Browser Automation with ko-browser
The CLI uses Chrome/Chromium via CDP directly. Install via go install github.com/libi/ko-browser/cmd/kbr@latest or build from source. Run kbr install to verify Chrome is available, or kbr install --with-deps to auto-install it. Existing Chrome, Brave, and Chromium installations are detected automatically.
Installation
# Install kbr binary directly (no CGO, no external dependencies)
go install github.com/libi/ko-browser/cmd/kbr@latest
# Or build from source
git clone https://github.com/libi/ko-browser.git
cd ko-browser
go build -o kbr ./cmd/kbr/
mv kbr /usr/local/bin/
# Verify browser dependency
kbr install
# Auto-install Chrome if missing
kbr install --with-deps
OCR is optional. The default install has zero CGO dependencies.
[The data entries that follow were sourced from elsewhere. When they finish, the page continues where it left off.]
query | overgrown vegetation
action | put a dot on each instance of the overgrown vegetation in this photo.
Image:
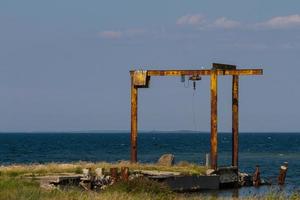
(50, 168)
(14, 187)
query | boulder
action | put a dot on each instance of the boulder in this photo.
(166, 160)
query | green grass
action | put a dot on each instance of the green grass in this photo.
(14, 187)
(50, 168)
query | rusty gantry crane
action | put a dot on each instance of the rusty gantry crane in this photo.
(141, 78)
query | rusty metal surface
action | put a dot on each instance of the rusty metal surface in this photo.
(134, 107)
(222, 66)
(282, 173)
(114, 174)
(235, 120)
(140, 78)
(125, 173)
(214, 120)
(256, 177)
(203, 72)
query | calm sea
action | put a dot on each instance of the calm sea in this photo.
(269, 150)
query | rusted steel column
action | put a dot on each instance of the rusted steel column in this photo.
(282, 173)
(125, 173)
(256, 177)
(134, 101)
(235, 121)
(114, 174)
(214, 119)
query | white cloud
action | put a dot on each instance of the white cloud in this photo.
(195, 19)
(111, 34)
(281, 22)
(223, 22)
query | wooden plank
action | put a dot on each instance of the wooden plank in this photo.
(134, 107)
(214, 119)
(235, 120)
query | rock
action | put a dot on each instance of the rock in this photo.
(166, 160)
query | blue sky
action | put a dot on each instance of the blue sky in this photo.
(64, 64)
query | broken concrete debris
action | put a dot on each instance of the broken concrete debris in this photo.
(166, 160)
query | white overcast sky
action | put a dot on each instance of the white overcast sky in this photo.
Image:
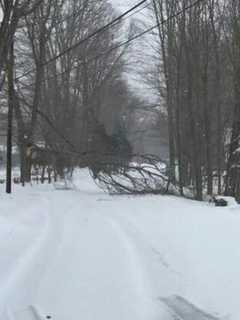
(138, 84)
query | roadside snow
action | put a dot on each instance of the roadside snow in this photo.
(83, 254)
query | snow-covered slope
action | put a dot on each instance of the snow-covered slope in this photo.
(81, 254)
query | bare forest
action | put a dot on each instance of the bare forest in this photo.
(67, 102)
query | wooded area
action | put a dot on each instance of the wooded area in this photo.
(63, 66)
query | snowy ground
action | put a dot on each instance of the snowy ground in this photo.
(82, 254)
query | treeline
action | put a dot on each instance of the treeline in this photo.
(198, 72)
(66, 93)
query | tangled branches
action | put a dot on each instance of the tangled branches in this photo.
(145, 174)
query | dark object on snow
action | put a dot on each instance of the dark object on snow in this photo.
(219, 202)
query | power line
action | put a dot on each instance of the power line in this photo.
(50, 123)
(77, 44)
(124, 43)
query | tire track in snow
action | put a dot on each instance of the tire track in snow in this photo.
(139, 272)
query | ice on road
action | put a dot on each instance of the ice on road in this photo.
(82, 254)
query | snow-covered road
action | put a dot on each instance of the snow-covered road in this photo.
(83, 254)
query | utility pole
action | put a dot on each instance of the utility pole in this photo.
(10, 78)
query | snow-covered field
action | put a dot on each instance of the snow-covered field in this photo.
(81, 254)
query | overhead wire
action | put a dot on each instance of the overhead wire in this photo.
(139, 35)
(82, 41)
(123, 43)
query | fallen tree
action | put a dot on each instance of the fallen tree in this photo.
(146, 174)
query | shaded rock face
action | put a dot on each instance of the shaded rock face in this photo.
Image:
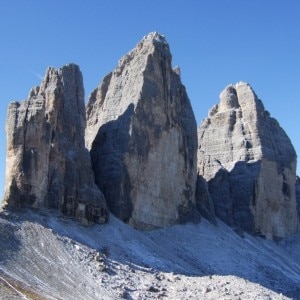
(298, 195)
(142, 137)
(47, 164)
(249, 164)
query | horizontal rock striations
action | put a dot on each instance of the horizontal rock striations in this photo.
(298, 195)
(47, 164)
(142, 136)
(249, 164)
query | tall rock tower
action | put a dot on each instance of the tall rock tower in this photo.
(250, 165)
(47, 164)
(142, 136)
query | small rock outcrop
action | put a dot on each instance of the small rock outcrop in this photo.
(249, 164)
(142, 136)
(47, 164)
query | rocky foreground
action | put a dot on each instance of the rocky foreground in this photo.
(46, 256)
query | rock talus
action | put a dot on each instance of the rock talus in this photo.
(47, 164)
(249, 164)
(142, 136)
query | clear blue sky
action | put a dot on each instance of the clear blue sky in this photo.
(215, 43)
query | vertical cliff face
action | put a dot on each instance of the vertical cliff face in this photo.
(47, 164)
(298, 195)
(249, 163)
(142, 137)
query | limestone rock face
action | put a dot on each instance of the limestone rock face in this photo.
(249, 164)
(142, 137)
(47, 164)
(298, 195)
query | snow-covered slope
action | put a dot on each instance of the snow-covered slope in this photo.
(46, 256)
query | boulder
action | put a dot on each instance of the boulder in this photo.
(142, 136)
(47, 164)
(249, 164)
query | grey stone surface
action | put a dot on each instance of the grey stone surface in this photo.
(204, 202)
(142, 136)
(47, 164)
(249, 164)
(298, 195)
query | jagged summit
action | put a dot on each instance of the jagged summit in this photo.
(47, 165)
(156, 36)
(141, 131)
(249, 163)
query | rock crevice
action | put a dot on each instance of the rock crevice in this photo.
(249, 164)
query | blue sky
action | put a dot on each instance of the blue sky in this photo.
(215, 43)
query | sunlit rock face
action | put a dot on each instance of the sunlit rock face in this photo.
(249, 164)
(142, 137)
(47, 164)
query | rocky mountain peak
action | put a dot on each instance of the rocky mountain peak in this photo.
(47, 165)
(249, 164)
(141, 132)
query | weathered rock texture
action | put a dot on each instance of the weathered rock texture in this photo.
(249, 164)
(142, 137)
(47, 164)
(298, 195)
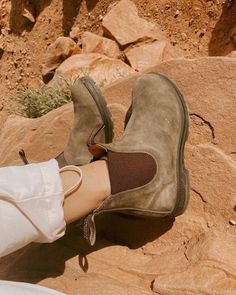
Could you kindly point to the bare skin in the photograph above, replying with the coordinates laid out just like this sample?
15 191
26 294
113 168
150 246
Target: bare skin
93 190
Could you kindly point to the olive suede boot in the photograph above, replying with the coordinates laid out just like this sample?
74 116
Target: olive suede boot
90 112
146 167
91 117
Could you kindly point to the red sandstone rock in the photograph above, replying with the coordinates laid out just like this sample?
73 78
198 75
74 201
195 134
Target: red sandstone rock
56 53
148 55
101 68
193 254
123 24
97 44
232 54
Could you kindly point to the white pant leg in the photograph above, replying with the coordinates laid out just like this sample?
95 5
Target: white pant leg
31 205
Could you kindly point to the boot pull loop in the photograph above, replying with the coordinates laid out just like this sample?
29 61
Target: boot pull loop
23 156
97 150
94 133
77 184
90 229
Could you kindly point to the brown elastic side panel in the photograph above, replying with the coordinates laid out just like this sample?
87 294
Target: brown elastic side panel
129 170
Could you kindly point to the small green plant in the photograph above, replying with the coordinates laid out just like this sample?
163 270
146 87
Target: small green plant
36 103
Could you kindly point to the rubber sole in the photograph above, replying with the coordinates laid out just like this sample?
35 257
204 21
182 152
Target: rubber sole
101 105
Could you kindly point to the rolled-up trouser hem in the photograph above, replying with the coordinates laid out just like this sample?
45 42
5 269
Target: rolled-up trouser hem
31 199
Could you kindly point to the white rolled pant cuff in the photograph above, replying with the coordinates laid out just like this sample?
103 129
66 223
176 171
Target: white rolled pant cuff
31 205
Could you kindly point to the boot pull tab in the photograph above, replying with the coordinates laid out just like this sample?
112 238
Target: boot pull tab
97 150
90 229
23 156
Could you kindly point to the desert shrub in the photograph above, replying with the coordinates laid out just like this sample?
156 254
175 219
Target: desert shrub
36 103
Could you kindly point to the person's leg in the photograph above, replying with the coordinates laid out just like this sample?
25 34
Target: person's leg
94 188
37 200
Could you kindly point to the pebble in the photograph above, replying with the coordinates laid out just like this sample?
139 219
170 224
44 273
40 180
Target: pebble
177 13
232 222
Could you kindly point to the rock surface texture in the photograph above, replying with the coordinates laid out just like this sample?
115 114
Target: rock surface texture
56 53
146 55
124 25
94 43
104 70
193 254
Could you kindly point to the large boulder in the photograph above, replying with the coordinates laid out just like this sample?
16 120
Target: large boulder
101 68
56 53
193 254
146 55
94 43
124 25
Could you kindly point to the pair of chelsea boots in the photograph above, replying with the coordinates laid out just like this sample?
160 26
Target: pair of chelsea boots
146 166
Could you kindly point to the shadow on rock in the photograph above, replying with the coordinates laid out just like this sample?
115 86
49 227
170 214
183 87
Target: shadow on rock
70 11
24 13
91 4
37 262
131 231
223 41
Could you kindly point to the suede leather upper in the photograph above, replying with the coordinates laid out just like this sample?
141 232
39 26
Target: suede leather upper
87 115
157 127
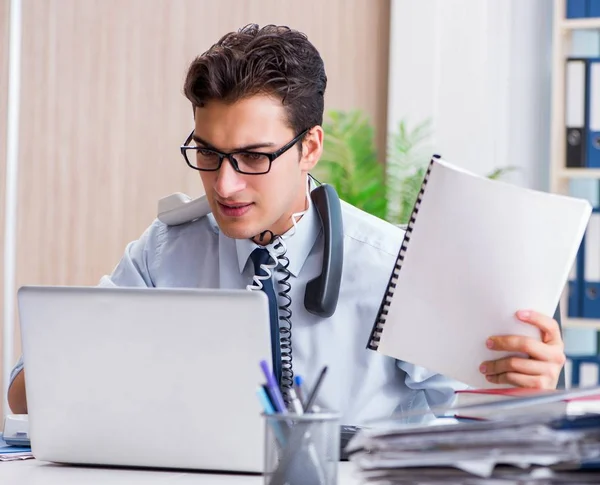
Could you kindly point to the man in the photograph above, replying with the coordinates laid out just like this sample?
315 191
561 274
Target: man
262 91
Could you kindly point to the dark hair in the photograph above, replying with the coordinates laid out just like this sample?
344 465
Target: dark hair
273 60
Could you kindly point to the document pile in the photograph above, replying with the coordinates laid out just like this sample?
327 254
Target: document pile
12 453
520 447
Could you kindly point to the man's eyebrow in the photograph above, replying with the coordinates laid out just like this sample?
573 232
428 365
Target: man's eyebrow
252 146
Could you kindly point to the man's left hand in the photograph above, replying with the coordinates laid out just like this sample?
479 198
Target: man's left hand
546 357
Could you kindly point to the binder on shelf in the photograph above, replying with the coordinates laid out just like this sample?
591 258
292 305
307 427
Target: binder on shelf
575 112
588 189
593 113
591 272
577 9
575 286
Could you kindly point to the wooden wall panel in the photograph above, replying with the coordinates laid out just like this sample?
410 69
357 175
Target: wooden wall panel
103 112
4 13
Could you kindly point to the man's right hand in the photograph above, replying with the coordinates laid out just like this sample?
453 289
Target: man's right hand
17 400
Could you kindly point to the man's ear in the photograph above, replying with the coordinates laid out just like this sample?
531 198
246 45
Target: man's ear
312 148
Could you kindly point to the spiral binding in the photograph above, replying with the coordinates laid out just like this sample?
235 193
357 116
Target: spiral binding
384 308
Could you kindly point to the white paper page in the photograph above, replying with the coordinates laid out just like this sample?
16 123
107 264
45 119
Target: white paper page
480 250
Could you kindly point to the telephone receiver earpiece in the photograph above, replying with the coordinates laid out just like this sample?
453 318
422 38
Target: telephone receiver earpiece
322 293
179 208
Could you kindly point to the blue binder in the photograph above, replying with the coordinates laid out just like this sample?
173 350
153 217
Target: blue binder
591 269
575 294
593 113
576 9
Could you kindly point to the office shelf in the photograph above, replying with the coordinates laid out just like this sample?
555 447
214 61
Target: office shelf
581 24
563 30
581 173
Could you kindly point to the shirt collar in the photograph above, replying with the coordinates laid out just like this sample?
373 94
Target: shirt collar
298 245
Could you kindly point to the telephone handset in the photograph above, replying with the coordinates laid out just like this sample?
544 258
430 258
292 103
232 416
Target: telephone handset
322 293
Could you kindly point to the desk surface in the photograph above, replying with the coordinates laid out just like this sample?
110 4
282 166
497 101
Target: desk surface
34 472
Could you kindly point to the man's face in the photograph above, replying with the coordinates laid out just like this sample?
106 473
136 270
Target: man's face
246 205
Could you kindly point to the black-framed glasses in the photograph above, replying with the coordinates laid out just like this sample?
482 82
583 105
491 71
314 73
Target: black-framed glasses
243 161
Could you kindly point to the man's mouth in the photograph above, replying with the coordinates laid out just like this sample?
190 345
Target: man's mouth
234 209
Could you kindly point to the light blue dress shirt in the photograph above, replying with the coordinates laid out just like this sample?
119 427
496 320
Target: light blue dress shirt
361 384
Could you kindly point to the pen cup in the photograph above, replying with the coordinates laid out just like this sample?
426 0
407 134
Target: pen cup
302 449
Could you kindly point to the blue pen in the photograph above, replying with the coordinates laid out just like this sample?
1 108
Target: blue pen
265 401
268 408
298 383
273 388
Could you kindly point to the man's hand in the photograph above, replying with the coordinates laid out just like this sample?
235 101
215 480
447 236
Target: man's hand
17 401
546 358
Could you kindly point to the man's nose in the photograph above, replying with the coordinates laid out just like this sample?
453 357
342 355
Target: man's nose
228 182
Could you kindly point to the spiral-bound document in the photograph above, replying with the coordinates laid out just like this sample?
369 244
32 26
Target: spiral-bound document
475 251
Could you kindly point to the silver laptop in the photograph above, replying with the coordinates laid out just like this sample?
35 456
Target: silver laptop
161 378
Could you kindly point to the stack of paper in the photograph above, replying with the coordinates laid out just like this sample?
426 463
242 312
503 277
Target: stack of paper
504 449
11 453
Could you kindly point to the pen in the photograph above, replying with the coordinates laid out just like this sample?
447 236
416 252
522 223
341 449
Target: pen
313 395
296 404
298 385
268 408
278 403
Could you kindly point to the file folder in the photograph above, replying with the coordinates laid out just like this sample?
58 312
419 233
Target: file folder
575 112
576 9
591 286
575 286
593 114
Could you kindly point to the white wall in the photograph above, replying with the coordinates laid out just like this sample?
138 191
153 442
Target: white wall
480 69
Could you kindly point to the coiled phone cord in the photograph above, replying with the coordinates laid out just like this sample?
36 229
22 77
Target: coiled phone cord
277 250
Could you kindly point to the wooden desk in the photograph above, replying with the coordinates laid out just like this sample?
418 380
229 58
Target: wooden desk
34 472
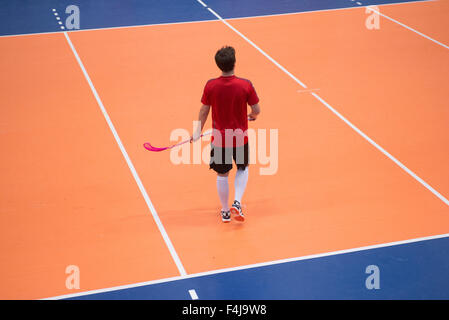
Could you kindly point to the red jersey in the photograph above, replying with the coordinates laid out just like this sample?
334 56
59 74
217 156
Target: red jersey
229 97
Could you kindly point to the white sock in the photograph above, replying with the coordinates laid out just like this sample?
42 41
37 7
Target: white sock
223 192
241 178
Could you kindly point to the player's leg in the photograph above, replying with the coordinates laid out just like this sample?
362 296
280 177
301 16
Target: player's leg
241 157
219 165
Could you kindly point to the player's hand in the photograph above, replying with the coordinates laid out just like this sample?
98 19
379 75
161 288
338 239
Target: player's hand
251 117
195 137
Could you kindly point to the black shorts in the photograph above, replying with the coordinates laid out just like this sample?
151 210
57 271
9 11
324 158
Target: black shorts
221 158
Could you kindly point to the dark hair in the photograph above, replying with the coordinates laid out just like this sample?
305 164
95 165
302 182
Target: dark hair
225 59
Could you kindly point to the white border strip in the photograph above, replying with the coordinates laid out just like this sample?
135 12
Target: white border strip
409 28
251 266
130 165
402 166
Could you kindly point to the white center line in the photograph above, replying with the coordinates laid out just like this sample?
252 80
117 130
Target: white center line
372 142
161 228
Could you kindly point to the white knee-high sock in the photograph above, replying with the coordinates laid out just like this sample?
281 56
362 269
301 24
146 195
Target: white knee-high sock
241 178
223 192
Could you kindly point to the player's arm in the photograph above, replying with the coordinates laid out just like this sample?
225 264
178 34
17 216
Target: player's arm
255 110
202 117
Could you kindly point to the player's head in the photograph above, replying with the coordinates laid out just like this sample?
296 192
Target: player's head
225 59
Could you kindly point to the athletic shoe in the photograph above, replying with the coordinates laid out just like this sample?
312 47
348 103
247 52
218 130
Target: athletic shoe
225 216
237 210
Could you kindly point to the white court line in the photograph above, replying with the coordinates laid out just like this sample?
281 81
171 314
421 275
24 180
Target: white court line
202 3
307 90
193 294
130 165
211 20
250 266
402 166
409 28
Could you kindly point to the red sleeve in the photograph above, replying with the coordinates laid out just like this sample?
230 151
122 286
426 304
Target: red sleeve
252 95
206 95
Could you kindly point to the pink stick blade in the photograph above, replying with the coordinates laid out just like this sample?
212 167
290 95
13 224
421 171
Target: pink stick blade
149 147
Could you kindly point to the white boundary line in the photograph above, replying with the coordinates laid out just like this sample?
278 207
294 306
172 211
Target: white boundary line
409 28
130 165
250 266
402 166
211 20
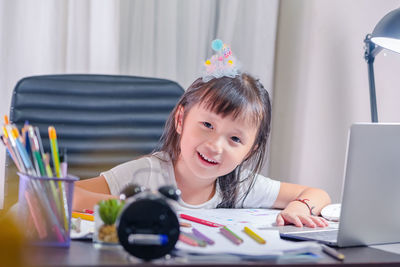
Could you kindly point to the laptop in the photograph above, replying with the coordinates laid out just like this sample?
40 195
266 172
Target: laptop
370 206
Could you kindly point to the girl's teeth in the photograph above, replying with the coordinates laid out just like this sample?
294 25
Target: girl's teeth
209 160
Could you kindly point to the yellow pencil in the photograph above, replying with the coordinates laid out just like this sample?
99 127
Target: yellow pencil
83 216
253 235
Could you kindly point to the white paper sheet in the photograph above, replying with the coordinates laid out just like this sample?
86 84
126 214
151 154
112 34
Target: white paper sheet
236 220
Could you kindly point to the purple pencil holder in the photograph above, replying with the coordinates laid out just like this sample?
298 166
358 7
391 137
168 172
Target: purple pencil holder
44 208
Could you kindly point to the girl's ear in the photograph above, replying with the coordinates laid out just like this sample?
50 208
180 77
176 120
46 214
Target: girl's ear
179 119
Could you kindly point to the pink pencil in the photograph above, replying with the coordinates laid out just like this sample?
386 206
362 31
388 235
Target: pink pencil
194 219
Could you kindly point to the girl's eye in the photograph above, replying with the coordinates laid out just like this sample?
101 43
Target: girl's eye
207 125
236 139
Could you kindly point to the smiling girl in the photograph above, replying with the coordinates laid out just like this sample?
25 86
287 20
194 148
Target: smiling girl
212 149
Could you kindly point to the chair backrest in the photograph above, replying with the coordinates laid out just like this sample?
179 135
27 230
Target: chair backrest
102 120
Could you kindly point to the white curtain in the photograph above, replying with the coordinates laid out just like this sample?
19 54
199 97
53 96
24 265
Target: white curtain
321 87
158 38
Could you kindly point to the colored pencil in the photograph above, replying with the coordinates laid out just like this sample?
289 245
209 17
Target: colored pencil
253 235
230 235
201 221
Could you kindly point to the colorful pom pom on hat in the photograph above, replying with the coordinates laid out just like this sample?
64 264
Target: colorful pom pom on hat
223 63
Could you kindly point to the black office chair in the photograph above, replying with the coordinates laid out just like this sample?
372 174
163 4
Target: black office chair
102 120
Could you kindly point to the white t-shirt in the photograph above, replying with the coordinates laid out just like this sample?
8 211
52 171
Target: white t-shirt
157 170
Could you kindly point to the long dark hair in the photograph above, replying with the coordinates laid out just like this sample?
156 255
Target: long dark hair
242 96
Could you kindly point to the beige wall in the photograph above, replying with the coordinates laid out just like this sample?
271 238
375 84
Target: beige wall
321 87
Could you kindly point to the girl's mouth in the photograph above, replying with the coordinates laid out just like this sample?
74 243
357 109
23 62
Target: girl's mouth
206 160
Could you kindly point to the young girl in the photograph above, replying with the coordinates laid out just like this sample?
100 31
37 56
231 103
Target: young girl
212 149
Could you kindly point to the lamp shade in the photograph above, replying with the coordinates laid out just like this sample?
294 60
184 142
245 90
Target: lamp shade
387 32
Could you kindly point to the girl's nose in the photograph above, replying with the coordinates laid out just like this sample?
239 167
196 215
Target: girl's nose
216 144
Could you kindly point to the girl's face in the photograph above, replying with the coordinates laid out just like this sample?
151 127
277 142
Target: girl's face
211 145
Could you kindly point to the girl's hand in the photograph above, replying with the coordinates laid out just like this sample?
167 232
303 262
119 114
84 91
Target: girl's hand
298 214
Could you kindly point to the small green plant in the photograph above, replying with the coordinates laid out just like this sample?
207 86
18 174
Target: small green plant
109 210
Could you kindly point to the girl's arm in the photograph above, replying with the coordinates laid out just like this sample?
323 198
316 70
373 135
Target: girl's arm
296 212
89 192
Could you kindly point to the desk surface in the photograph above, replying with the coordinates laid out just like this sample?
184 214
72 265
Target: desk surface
84 253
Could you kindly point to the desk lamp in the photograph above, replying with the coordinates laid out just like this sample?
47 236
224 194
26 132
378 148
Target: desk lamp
385 35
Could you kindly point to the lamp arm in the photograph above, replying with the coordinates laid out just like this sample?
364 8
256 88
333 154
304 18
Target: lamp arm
371 50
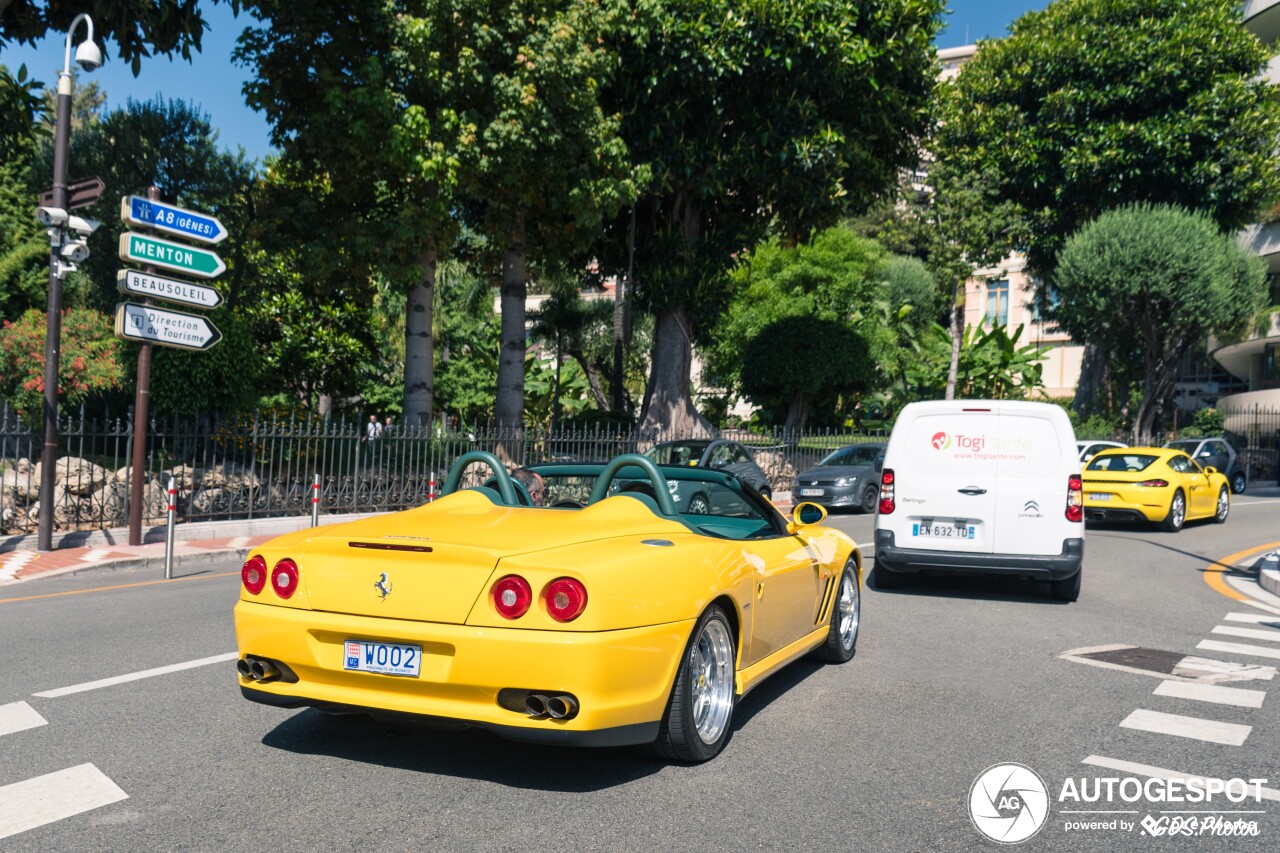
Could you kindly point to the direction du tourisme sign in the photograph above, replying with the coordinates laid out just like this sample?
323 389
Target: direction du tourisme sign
165 327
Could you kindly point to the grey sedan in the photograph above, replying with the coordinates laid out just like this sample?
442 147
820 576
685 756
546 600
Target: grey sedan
846 477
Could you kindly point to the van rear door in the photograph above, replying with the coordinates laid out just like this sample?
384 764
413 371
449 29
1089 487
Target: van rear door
1033 464
945 483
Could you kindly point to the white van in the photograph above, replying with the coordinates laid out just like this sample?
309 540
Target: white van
982 487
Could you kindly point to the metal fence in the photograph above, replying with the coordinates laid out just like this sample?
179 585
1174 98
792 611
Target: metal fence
264 464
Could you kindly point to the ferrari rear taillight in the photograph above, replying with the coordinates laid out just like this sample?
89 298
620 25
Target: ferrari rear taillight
284 578
565 600
512 597
1074 498
887 491
254 574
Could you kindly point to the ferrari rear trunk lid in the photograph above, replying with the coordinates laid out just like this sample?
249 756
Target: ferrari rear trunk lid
432 564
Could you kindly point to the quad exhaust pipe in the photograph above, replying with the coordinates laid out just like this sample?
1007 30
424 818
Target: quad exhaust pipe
257 669
561 706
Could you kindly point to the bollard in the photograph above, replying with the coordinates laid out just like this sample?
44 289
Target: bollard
168 543
315 502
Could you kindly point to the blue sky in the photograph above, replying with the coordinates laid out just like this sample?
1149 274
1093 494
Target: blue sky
213 83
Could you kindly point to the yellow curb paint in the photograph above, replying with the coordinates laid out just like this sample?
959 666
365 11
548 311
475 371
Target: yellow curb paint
146 583
1212 573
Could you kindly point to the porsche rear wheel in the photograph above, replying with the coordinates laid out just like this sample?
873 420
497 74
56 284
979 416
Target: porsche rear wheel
1224 506
700 708
845 620
1173 521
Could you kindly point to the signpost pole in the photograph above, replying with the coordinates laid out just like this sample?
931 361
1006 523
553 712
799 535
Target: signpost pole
141 405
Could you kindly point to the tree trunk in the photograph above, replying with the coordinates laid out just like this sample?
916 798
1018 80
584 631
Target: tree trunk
798 411
956 334
668 401
419 343
510 400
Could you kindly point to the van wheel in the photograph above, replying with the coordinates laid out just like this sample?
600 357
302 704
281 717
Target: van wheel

To enable kbr snapshot --ocr, rebuild with -tags=ocr (requires Tesseract):
# Install Tesseract first: brew install tesseract (macOS) / apt install libtesseract-dev (Linux)
CGO_ENABLED=1 go install -tags=ocr github.com/libi/ko-browser/cmd/kbr@latest
Manual browser installation by OS:
# macOS
brew install --cask google-chrome
# Linux (Debian/Ubuntu)
sudo apt-get install -y chromium-browser
# Linux (Alpine)
apk add chromium
# Windows
choco install googlechrome
Or download from: https://www.google.com/chrome/
Core Workflow
Every browser automation follows this pattern:
- Navigate:
kbr open <url>
- Snapshot:
kbr snapshot -i (get element IDs like 1, 2, 3)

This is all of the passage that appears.